僕がそこへ行く理由 第11回:なぜ日本でなくアフリカへ?

MSF日本会長、加藤寛幸医師

MSF日本会長、加藤寛幸医師

東日本大震災で、初めて日本国内で医療援助活動をした加藤医師。なぜ行くのか、なぜ援助するのか、その答えを、この時改めて再認識しました。15年にわたって援助活動に携わってきたMSF日本会長の小児科医・加藤寛幸医師が、援助の現場で得た、大切な出会いや経験を綴る全13回の連載です。

※2018年4~6月、静岡新聞「窓辺」に連載された記事を掲載しています。
 

2016年、熊本地震の緊急対応で現場に向かう加藤医師

2016年、熊本地震の緊急対応で現場に向かう加藤医師

「日本でも医師不足で困っている人がいるのに、なぜアフリカに行くの」と聞かれ、国境なき医師団(MSF)の活動を始めた頃の僕は明確な答えを持ち合わせていませんでした。日本の場合は医師偏在で、アフリカは絶対的な医師不足だとしても、どちらも患者さんにとっては深刻な問題であることに変わりはありませんから。

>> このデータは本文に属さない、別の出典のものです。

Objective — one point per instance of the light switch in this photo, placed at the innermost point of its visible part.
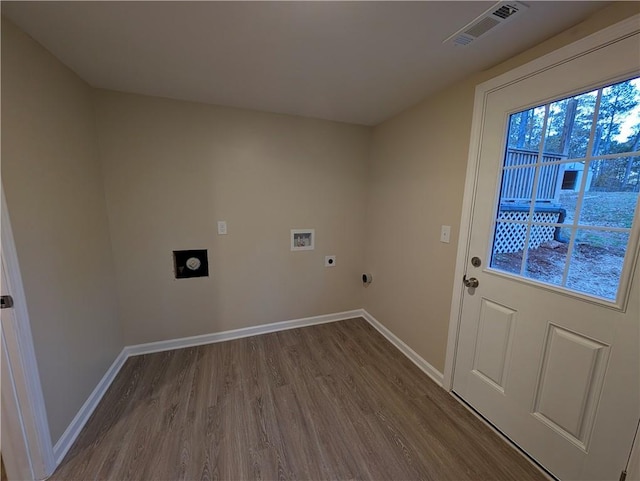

そんな僕のモヤモヤを解消してくれたのが、東日本大震災の活動でした。地震発生時、僕は当時勤めていた静岡県立こども病院から当直明けで自宅に戻り、シャワーを浴び終えたところでした。テレビ画面に映し出される信じられない光景を見て、すぐに現地に向かう準備をしました。
 

東日本大震災の緊急援助活動には、多くの日本人スタッフが参加した

東日本大震災の緊急援助活動には、多くの日本人スタッフが参加した

翌朝東京の事務局に入ると、そこには活動参加を希望する多くのスタッフが詰め掛けていました。移動手段や薬剤の確保に時間を要し、派遣が思うように進まない中で僕が感じていたのは、「この日のために今までMSFの活動に関わってきたのかもしれない」「今こそ、日本人として日本の人たちのために何かしたい」ということでした。待機中のスタッフ皆が同じ思いを口にしていました。

僕たちMSFのスタッフは、外国が好きで外国に行くのではなく、命の危機にひんした人たちが待っているからそこに向かうのです。
 

医療援助物資を運び入れるMSFスタッフ

医療援助物資を運び入れるMSFスタッフ

空路で山形空港へ、そこで車に支援物資を積み込み被災地に入りました。避難所で肩を寄せ合う人びと、自分も被災者でありながら、ましてや家族の安否さえ定かでないのに診療に当たる医療スタッフたちを前に、僕は命を懸けて活動に当たろうと決意していました。 

僕がそこへ行く理由 これまでの連載を読む

第1回:1人の少女との出会い
第2回:損をすると思う方を選びなさい
第3回:最も弱い人たちのために働く
第4回:東京→シドニー→バンコク
第5回:違法な子どもたち
第6回:マイゴマの笑顔
第7回:初日からストライキ
第8回:嵐の船上で
第9回:人道援助 大サーカス
第10回:田老町のインディ・ジョーンズ
第11回:なぜ日本でなくアフリカへ?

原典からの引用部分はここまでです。